Encouragé par son ami le peintre français Paul de Lassence, Duplain fonde à La Chaux-de-Fonds, en 1925, le groupe La Syrinx. Celui-ci réunit des artistes (René Mayer, Paul de Lassence, Alexandre Girod, Jean Chapin, Charles Barraud, W. Fluckiger, C. Vogt, etc.), des compositeurs (Georges Mayer, Georges-Louis Pantillon, Adrien Calame, etc.), des écrivains et des poètes jurassiens, ainsi que quelques artistes et écrivains genevois (Wilfred Chopard, Rodo Mahert, Werner Renfer, Gustave Kahn, Louis-Charles Baudouin, Jean Bard, Henri Mugnier, Paul Jeanneret, etc.).

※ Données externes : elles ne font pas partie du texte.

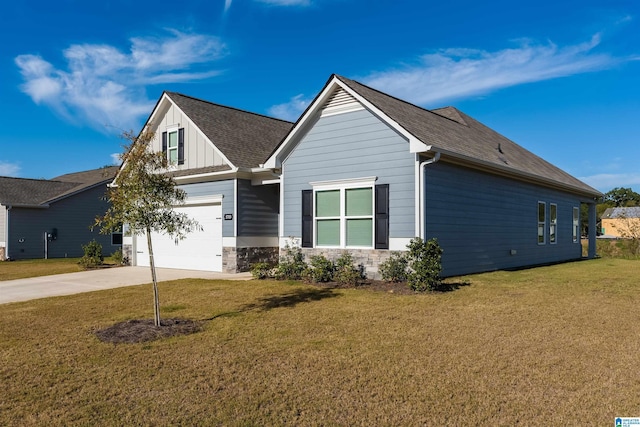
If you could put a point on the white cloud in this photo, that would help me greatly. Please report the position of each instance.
(103, 86)
(605, 181)
(9, 169)
(227, 3)
(460, 73)
(286, 2)
(290, 110)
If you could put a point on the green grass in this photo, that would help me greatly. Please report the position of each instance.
(22, 269)
(556, 345)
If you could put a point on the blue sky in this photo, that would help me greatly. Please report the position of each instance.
(560, 78)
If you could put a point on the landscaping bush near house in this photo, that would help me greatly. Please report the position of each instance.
(117, 257)
(92, 255)
(425, 263)
(346, 273)
(395, 269)
(262, 270)
(292, 265)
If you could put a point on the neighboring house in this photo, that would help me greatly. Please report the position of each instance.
(52, 218)
(366, 172)
(621, 222)
(216, 152)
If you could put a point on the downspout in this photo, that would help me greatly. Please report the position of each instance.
(6, 234)
(423, 185)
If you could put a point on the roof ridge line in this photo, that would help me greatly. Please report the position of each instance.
(399, 99)
(227, 106)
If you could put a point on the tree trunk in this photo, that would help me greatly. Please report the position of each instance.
(156, 299)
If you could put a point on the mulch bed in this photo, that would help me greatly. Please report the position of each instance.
(143, 330)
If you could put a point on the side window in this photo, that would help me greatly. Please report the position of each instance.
(172, 147)
(542, 222)
(553, 223)
(576, 224)
(116, 237)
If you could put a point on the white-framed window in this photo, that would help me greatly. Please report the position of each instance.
(116, 237)
(542, 222)
(344, 214)
(576, 224)
(172, 146)
(553, 223)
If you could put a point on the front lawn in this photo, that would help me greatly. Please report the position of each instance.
(22, 269)
(556, 345)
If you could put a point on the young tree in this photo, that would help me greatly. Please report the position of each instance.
(143, 196)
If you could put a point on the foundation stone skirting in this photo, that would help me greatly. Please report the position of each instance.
(240, 260)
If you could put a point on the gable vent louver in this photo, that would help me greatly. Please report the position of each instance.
(339, 102)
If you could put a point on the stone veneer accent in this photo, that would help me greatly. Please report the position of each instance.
(239, 260)
(368, 258)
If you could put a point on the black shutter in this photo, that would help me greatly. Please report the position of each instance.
(164, 143)
(382, 217)
(307, 218)
(181, 146)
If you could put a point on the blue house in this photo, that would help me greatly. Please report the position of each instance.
(52, 218)
(365, 172)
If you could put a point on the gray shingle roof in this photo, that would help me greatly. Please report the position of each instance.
(36, 192)
(245, 138)
(622, 212)
(455, 133)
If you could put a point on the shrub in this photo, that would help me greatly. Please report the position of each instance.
(92, 255)
(395, 268)
(320, 269)
(117, 256)
(291, 265)
(261, 270)
(345, 271)
(425, 262)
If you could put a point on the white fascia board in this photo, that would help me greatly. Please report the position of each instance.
(263, 176)
(204, 177)
(203, 200)
(166, 98)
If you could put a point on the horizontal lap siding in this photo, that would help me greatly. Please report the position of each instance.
(72, 217)
(226, 189)
(479, 218)
(351, 145)
(3, 223)
(257, 209)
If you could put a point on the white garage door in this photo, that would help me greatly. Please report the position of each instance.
(200, 250)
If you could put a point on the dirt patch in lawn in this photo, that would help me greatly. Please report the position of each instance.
(143, 330)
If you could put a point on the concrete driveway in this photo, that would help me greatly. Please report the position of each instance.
(94, 280)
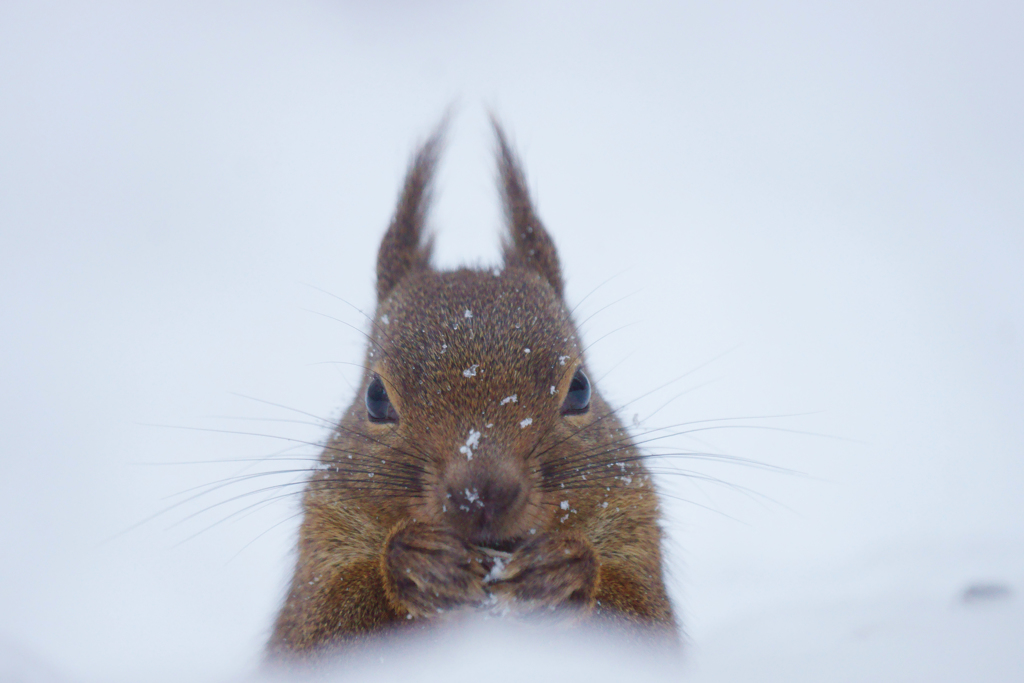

Le nom du groupe fait référence à la nymphe grecque Syrinx, courtisée par Pan. Fuyant les attentions du dieu, la nymphe se transforme en roseau. Pour se consoler, Pan coupe quelques roseaux, les assemble et fabrique la première flûte de Pan, appelée aussi « syrinx ». A l’image de cette flûte, ces artistes se veulent les organes d’un nouveau chant, d’un nouvel art, un art jurassien. Ils souhaitent exprimer la réalité régionale jurassienne, marquer sa différence face aux créations lémaniques.
Les activités du groupe sont multiples, ses membres visant à une expression totale de l’art. De 1924 (ou 1925) à 1932, onze expositions de La Syrinx se tiennent au Musée des Beaux-Arts de La Chaux-de-Fonds : peinture, sculpture, arts décoratifs, instruments de musique. Chaque vernissage est accompagné d’un récital littéraire et musical. Les artistes fédèrent leurs différents travaux autour d’une revue, intitulée Les Feuillets, et montent des pièces de théâtre.
Editée et financée par Duplain, cette revue au tirage modeste – 170 exemplaires pour le deuxième numéro – paraît chaque année à Pâques de 1926 à 1934. Chacun des neuf cahiers se présente avant tout comme un objet visuel. Les numéros sont composés de feuillets détachables, ce qui permet aux pages de musique d’être considérées comme des partitions, aux estampes d’être affichées et aux textes de vivre pour eux-mêmes. La mise en page suit un même propos décoratif. Les interventions artistiques n’ont pas de thématiques communes, ce sont les caractères typographiques qui donnent à chaque cahier son individualité et unissent les différentes œuvres. Aucune chronique, aucune étude analytique ou réflexive, aucun compte-rendu, aucune présentation des artistes ; le but est de laisser parler l’œuvre seule. Les Feuillets s’affirme comme une production du terroir. Duplain souhaite offrir à ses lecteurs « une modeste gerbe de fleurs du pays. »
Duplain élargit son entreprise éditoriale en publiant des textes des membres du groupe par le biais de sa maison d’édition, La Syrinx : Profils (1927) de Werner Renfer, Zéro (1930) de Jean Bard, Arbres (1933) de Louis-Charles Baudouin, Instant (1933) de Roger-Louis Pillet. Il illustre également ces publications avec des gravures ou des xylogravures d’une grande finesse. Duplain avait déjà démontré ses talents d’illustrateur dans BB et dans L'écolière de Magali Hello, publiés aux éditions Attinger en 1925, et dans des recueils de poésie.
En 1929, Duplain, Werner Renfer, et Fritz Rosenberg conçoivent une œuvre d’art totale, un divertissement théâtro-musical : La fête au village. Werner assure les textes, Duplain les décors et plus de 300 costumes, Fritz Rosenberg la musique. Le spectacle est joué à trois reprises à l’occasion de la 7ème Fête cantonale bernoise de musique à Saint-Imier, du 20 au 23 juillet 1929. Duplain réalisera des costumes et des décors pour d’autres pièces de théâtre, comme en atteste son affiche pour la pièce Grimace de Jean Bard en 1929.